Becky konuşuyordu. Ama tek konuşan o değildi. ABD kadın milli takımının koçu Anne Donovan, “Bu ülkenin bağrında yetişip bu ülkenin ekmeğini yedikten sonra Rusya formasını üzerine geçiriyorsan, vatansever biri değilsin” diyordu örneğin. Erkek milli takımının başındaki meslektaşı Mike Krzyzewski’nin hedefinde ise J.R.’ın koçu David Blatt vardı. 1972’deki finali gözyaşları içinde radyodan dinleyen bir çocuk olarak şimdi sonucun adil olduğunu görebildiğini söyleyen Blatt için, “O artık bir Rus. Rus takımını çalıştırıyor ve muhtemelen artık onların bakış açısına sahip. Gözleri şimdi daha net görüyordur, gözyaşları kurumuş olmalı” diyordu. Keşke sadece Becky konuşsaydı.

Olimpiyat ne demek, diyordu Hammon. Daha sık sorulması gereken bir soruyu, o yaz Amerikan kamuoyunun önüne getirecek cesareti gösteren tek kişi oydu. “Benim baktığım yerden, Olimpiyat oyunları dayanışmayla, arkadaşlıkla, gezegendeki en iyi sporcuların bir araya gelmesiyle ilgili olmalı. Diğer ülkeler üzerinde nasıl hakimiyet kurduğunuza bakıp böbürlenmekle ilgili bir şey olmamalı.”

Hiçbirimiz bugün geçerliliğini koruduğunu düşünmüyoruz, ancak Olimpizmin Temel Prensipleri içinde yer alan bir kavram daha var: çabanın hazzı. Becky Hammon ve J.R. Holden, bu hazzın çevresine inşa edilmiş birer hayatı yaşıyorlar. Olimpiyat tarihinde bir yeri de en çok bu yüzden hak ediyorlar.
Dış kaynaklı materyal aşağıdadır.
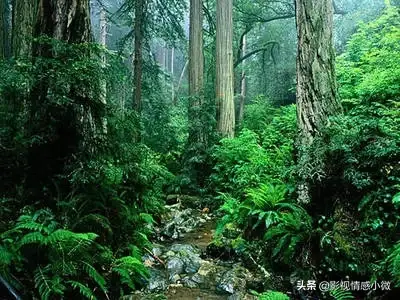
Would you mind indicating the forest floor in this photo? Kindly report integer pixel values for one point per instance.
(182, 267)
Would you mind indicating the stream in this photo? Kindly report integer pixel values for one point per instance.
(181, 266)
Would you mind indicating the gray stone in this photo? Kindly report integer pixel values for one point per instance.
(175, 266)
(157, 281)
(234, 280)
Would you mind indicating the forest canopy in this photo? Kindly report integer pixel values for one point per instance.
(200, 149)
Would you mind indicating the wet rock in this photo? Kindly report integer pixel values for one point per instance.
(234, 280)
(175, 278)
(175, 266)
(189, 282)
(157, 251)
(184, 248)
(242, 296)
(157, 281)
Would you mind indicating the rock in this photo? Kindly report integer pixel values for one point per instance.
(175, 278)
(188, 282)
(206, 269)
(184, 248)
(192, 263)
(169, 253)
(234, 280)
(175, 266)
(157, 251)
(157, 281)
(242, 296)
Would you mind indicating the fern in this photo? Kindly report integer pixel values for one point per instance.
(128, 268)
(47, 286)
(97, 278)
(271, 295)
(392, 263)
(83, 289)
(291, 231)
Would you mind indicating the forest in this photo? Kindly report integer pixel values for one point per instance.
(199, 149)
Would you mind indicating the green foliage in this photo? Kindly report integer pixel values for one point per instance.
(339, 294)
(392, 264)
(271, 295)
(352, 167)
(369, 67)
(75, 201)
(250, 158)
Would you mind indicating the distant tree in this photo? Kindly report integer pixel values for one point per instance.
(4, 29)
(317, 97)
(196, 69)
(224, 69)
(23, 19)
(140, 11)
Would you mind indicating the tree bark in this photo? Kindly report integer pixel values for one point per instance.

Karşımızda Juan Goytisolo’nun ruh ikizleri durmuyor, bunu görebiliyorum. Bu öykünün kahramanları, bilakis, kimliklerini kucaklamış iki Amerikalı. Mutlak iyilere ya da mutlak kötülere yer olmayan bir öyküde, hayatlarının merkezinde; kendi meskenlerini, kendi cennetlerini buluyorlar. Her şey, dikenli yolları sevmeyen maduniyet düşkünlerinin veremeyeceği bir kararı vermeleriyle başlıyor. Ve en azından bu yolda Yurtsuz Juan’ın kitabından bir sayfayı yanlarında taşıdıklarını söyleyebiliriz. “Kendinin olanı kökten eleştirme, yabancı olanı gönülden anlama çabası.”

Cem Pekdoğru, 2015
Socrates Dergisi'nin Aralık 2015 sayısında yayınlanmıştır.